I've always assumed that it was some sort of safety or liability phobia that kept these out of the US. I've seen them for years in Europe.

Nico said...

Dear John,

I was surprised to see these magic escalators as big news on your page. In Germany we have many of those escalators where there's no steady "traffic" (e.g. train/subway stations). I even remember their existence when I was a child (late 80s/early 90s).

Margaret Polaneczky, MD (aka TBTAM) said...

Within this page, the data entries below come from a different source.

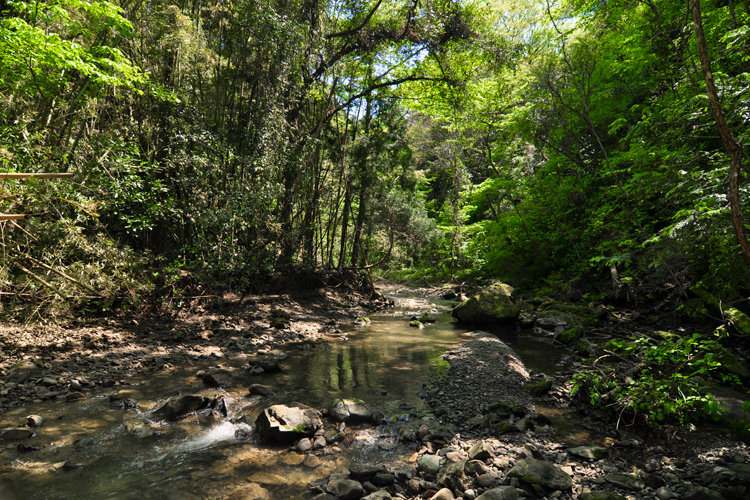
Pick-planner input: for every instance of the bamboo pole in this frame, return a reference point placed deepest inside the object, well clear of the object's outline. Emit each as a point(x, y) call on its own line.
point(18, 175)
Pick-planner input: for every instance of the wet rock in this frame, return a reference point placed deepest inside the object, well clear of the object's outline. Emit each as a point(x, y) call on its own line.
point(281, 423)
point(532, 471)
point(481, 451)
point(378, 495)
point(22, 371)
point(363, 472)
point(304, 445)
point(444, 494)
point(267, 364)
point(500, 493)
point(490, 306)
point(75, 396)
point(34, 421)
point(119, 402)
point(453, 476)
point(346, 489)
point(71, 465)
point(17, 434)
point(182, 405)
point(429, 464)
point(541, 388)
point(261, 390)
point(664, 493)
point(143, 430)
point(626, 481)
point(350, 411)
point(590, 452)
point(383, 479)
point(600, 495)
point(218, 378)
point(703, 493)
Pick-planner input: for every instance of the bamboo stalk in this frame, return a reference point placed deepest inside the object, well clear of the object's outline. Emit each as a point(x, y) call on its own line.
point(18, 175)
point(62, 274)
point(43, 282)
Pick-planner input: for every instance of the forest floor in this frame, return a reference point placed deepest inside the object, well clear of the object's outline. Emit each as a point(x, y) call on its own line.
point(44, 362)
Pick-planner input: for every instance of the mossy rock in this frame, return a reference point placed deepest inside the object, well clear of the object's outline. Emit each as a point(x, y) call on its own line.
point(501, 408)
point(493, 305)
point(585, 348)
point(541, 388)
point(662, 335)
point(730, 364)
point(568, 336)
point(600, 495)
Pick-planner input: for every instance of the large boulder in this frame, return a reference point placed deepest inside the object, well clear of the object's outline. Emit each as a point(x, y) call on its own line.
point(281, 423)
point(183, 405)
point(543, 473)
point(494, 304)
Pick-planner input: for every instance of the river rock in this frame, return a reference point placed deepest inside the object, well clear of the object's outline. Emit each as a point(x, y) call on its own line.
point(493, 305)
point(453, 476)
point(34, 421)
point(350, 411)
point(17, 434)
point(75, 396)
point(480, 451)
point(532, 471)
point(22, 371)
point(429, 464)
point(444, 494)
point(600, 495)
point(500, 493)
point(142, 430)
point(182, 405)
point(218, 378)
point(261, 390)
point(703, 493)
point(346, 489)
point(590, 452)
point(627, 481)
point(363, 472)
point(379, 495)
point(269, 364)
point(281, 423)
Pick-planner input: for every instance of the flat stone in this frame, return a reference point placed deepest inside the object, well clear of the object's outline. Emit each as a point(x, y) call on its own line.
point(703, 493)
point(627, 481)
point(261, 390)
point(499, 493)
point(444, 494)
point(281, 423)
point(363, 472)
point(590, 452)
point(346, 489)
point(17, 434)
point(429, 464)
point(34, 421)
point(532, 471)
point(379, 495)
point(481, 451)
point(218, 378)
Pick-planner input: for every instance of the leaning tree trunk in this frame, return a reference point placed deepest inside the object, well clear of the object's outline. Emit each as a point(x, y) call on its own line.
point(734, 149)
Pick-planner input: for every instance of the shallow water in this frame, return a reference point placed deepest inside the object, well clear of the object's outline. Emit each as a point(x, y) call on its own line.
point(202, 456)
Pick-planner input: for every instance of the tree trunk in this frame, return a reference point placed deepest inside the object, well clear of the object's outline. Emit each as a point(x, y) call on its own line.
point(734, 149)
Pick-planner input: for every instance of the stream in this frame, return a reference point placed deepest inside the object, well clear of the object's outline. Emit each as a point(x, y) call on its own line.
point(88, 449)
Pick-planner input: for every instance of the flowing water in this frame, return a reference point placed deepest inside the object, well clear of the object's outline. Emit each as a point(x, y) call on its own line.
point(88, 450)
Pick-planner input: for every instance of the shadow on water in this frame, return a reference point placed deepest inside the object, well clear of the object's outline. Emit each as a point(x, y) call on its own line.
point(89, 450)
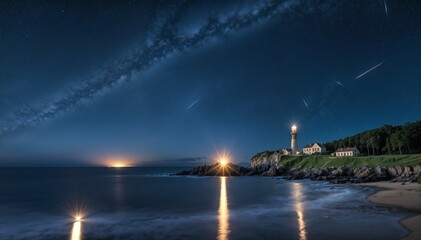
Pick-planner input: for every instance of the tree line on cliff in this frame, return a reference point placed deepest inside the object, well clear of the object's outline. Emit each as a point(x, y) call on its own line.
point(403, 139)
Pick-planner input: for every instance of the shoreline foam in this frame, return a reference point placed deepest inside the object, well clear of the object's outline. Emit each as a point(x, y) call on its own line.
point(406, 196)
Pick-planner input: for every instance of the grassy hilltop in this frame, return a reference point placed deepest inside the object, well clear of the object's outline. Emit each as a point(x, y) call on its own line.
point(323, 161)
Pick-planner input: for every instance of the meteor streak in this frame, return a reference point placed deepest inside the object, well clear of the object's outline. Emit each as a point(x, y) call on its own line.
point(191, 105)
point(340, 84)
point(369, 70)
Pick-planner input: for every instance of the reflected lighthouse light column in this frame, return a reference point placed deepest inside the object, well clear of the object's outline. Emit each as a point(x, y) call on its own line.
point(294, 139)
point(223, 212)
point(77, 230)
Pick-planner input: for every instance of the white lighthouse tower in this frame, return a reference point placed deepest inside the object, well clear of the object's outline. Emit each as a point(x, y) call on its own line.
point(294, 139)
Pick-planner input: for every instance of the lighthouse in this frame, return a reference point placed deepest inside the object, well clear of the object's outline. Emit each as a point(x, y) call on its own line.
point(294, 139)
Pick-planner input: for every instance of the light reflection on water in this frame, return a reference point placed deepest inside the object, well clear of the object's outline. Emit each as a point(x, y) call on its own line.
point(77, 231)
point(297, 193)
point(223, 212)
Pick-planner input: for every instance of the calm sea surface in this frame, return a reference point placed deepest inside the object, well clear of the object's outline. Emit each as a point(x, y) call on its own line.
point(146, 203)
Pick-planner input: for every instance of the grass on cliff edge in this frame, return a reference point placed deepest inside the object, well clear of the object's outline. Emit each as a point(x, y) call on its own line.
point(323, 161)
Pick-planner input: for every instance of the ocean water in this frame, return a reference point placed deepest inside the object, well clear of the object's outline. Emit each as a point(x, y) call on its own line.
point(147, 203)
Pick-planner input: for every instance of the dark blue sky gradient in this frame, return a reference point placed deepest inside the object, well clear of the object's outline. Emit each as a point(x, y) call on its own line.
point(250, 83)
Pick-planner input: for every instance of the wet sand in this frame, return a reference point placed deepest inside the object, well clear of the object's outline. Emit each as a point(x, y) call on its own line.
point(406, 196)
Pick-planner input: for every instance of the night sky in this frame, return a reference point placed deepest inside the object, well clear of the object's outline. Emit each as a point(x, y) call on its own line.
point(160, 80)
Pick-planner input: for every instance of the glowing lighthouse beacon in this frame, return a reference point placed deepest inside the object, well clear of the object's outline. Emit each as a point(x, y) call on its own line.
point(294, 139)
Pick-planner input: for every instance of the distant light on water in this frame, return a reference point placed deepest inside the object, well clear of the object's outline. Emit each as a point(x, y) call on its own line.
point(223, 212)
point(297, 193)
point(118, 162)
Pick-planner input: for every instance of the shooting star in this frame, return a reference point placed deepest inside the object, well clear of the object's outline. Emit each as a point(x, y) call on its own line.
point(191, 105)
point(385, 8)
point(305, 103)
point(369, 70)
point(340, 84)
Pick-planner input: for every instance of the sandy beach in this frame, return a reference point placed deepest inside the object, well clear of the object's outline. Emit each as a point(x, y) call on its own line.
point(406, 196)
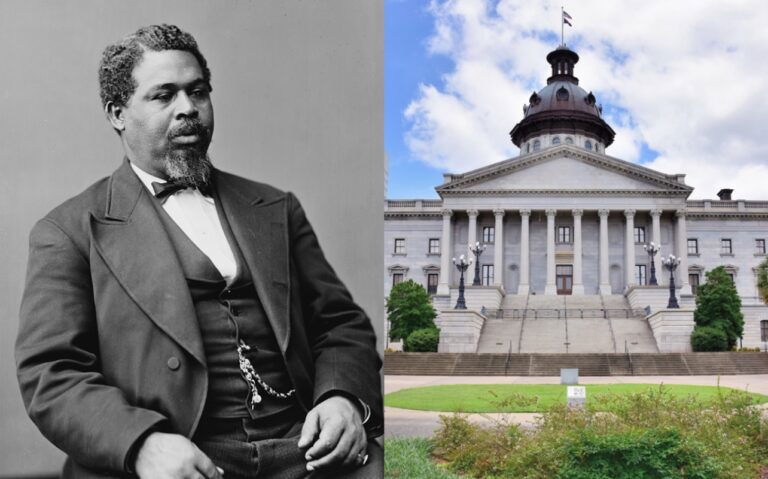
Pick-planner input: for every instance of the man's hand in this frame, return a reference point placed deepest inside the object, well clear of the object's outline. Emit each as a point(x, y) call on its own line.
point(338, 428)
point(173, 456)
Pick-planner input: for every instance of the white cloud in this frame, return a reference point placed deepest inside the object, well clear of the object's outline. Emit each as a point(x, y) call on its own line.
point(689, 79)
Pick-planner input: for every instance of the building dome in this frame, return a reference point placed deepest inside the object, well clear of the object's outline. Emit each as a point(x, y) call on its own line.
point(562, 106)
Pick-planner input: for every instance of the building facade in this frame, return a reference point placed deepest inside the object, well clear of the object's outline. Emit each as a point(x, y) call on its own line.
point(565, 218)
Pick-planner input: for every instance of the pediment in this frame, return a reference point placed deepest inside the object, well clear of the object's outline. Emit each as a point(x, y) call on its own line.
point(564, 169)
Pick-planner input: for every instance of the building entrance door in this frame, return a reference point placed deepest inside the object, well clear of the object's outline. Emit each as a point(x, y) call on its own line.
point(564, 278)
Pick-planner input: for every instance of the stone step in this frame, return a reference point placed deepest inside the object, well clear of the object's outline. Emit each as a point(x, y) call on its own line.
point(588, 364)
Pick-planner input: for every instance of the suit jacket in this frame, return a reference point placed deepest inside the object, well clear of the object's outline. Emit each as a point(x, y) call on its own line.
point(109, 346)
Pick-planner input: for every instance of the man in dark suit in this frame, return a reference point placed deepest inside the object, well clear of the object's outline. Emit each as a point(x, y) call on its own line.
point(179, 321)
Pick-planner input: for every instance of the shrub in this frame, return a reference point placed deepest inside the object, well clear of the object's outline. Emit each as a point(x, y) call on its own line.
point(649, 435)
point(706, 338)
point(718, 305)
point(655, 453)
point(409, 309)
point(423, 341)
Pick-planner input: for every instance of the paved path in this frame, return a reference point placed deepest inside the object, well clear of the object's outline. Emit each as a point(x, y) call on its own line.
point(405, 422)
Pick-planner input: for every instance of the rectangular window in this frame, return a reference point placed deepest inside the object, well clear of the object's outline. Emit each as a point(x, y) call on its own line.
point(640, 234)
point(434, 245)
point(488, 234)
point(764, 330)
point(432, 279)
point(640, 274)
point(726, 247)
point(693, 246)
point(487, 274)
point(693, 280)
point(399, 245)
point(760, 245)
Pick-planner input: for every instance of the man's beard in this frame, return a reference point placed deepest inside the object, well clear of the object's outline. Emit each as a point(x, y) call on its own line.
point(189, 165)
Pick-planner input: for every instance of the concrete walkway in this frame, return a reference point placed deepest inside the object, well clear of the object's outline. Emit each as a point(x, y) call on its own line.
point(405, 422)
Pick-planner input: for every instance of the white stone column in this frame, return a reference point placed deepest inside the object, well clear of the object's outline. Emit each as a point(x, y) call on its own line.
point(656, 239)
point(629, 249)
point(682, 253)
point(471, 240)
point(605, 282)
point(444, 288)
point(578, 278)
point(498, 248)
point(524, 286)
point(550, 287)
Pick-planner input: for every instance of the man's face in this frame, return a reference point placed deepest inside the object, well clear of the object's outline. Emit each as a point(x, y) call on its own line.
point(169, 118)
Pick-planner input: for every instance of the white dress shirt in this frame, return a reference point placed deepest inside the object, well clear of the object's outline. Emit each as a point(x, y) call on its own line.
point(196, 215)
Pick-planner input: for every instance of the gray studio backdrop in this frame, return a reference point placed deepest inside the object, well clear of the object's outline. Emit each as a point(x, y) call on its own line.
point(298, 100)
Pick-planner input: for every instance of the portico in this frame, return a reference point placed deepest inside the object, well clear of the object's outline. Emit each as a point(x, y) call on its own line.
point(562, 268)
point(564, 226)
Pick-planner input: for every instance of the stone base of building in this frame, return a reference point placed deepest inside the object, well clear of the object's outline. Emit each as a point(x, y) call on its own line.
point(459, 330)
point(672, 329)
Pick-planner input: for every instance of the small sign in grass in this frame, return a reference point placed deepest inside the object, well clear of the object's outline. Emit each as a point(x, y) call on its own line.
point(527, 397)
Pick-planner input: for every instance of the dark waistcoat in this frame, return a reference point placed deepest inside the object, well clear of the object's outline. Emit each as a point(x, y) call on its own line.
point(228, 314)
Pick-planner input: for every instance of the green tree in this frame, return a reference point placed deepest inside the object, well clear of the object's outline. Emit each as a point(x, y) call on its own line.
point(718, 306)
point(409, 309)
point(762, 280)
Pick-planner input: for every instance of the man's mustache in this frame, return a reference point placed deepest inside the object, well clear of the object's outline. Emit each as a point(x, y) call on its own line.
point(189, 126)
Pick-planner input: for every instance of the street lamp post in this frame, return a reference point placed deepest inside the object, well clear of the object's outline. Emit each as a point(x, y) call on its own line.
point(477, 250)
point(462, 266)
point(671, 263)
point(652, 249)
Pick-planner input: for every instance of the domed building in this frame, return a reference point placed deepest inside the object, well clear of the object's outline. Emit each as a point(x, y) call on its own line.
point(565, 229)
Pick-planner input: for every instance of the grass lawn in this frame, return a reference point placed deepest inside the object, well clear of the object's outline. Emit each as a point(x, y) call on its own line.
point(410, 458)
point(525, 397)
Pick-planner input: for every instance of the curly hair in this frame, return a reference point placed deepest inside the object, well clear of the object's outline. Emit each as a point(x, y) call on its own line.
point(116, 82)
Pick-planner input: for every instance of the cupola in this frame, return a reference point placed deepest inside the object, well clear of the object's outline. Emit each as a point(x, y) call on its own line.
point(562, 107)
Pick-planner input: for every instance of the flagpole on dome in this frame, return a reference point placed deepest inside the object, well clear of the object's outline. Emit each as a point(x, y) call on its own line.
point(565, 18)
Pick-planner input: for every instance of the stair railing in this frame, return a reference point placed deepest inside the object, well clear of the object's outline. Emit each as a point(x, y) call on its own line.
point(509, 356)
point(629, 357)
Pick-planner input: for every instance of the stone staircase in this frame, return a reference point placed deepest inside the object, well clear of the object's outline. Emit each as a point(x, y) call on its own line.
point(566, 324)
point(644, 364)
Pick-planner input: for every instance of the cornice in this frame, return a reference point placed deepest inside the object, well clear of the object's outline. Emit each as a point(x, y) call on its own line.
point(425, 214)
point(726, 214)
point(568, 151)
point(585, 192)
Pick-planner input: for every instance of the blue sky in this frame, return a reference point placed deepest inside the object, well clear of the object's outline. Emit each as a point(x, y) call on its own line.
point(457, 73)
point(407, 25)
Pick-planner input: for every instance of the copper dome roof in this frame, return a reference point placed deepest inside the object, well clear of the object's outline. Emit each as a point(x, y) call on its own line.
point(562, 106)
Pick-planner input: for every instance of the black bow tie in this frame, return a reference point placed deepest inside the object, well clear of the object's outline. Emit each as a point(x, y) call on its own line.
point(165, 190)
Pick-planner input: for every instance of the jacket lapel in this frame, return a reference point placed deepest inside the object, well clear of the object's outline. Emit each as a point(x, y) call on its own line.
point(261, 232)
point(133, 242)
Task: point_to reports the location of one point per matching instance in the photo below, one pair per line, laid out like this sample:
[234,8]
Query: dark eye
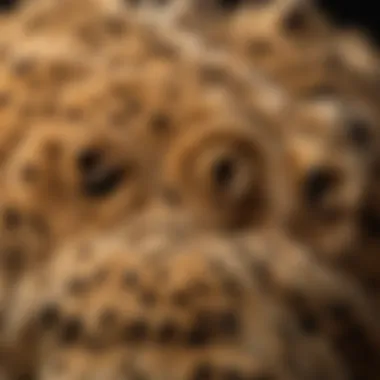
[317,183]
[88,160]
[98,179]
[223,172]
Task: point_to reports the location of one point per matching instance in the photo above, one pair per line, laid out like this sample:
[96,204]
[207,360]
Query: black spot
[30,173]
[107,318]
[160,123]
[296,21]
[232,287]
[71,330]
[308,322]
[148,298]
[203,371]
[321,90]
[97,179]
[340,311]
[89,160]
[130,279]
[5,99]
[77,285]
[9,5]
[12,218]
[229,5]
[259,48]
[167,332]
[171,196]
[228,323]
[201,330]
[135,331]
[223,172]
[232,374]
[262,377]
[359,133]
[133,3]
[49,316]
[181,298]
[25,376]
[74,113]
[370,223]
[100,276]
[317,183]
[14,260]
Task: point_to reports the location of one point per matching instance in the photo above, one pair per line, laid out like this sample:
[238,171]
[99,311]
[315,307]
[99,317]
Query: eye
[223,172]
[98,179]
[88,160]
[318,182]
[219,174]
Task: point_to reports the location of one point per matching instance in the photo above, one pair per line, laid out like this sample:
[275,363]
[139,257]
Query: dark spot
[107,318]
[223,172]
[359,133]
[181,298]
[27,375]
[14,260]
[98,181]
[29,173]
[340,311]
[5,99]
[229,5]
[167,332]
[77,286]
[148,298]
[130,279]
[259,48]
[9,5]
[171,196]
[74,113]
[228,323]
[11,218]
[135,331]
[104,183]
[162,3]
[203,371]
[199,288]
[49,316]
[23,67]
[370,222]
[201,330]
[84,251]
[89,160]
[100,276]
[262,377]
[160,123]
[71,330]
[53,150]
[232,374]
[296,21]
[212,75]
[308,322]
[322,90]
[115,26]
[133,3]
[232,287]
[317,183]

Congrats on your appearance in the IPAD2 video!

k.i.T.z said...

Yup, saw you on the iPad2 video too, you were cool! I first heard of you from the CareGroup case I did in one of my Information Systems seminar classes. Needless to say, I'm a big fan. :)

Anonymous said...

Hmm, why not go a little further and actually generate electricity when someone is going down the escalator. Meaning, let the gravity create the downward movement and use the motion to create electricity.

cbmd4u said...

Dear J.H.

I saw these for the first time in Brazil this last year and was also impressed with it and the Hotel key light connection not to mention that in Brazil 1/3 of cars are running LNG. We are clearly in the hands of wasteful petroleum
barrons that what to sell and raise
the price of their product as fast and as much as possible.

Lets have HIMSS pay attention and look for opportunities. Wish you had been at HIMSS. Still no jump
drive record registration on arrival and certainly can't go from one vendor to the next to interchange your record.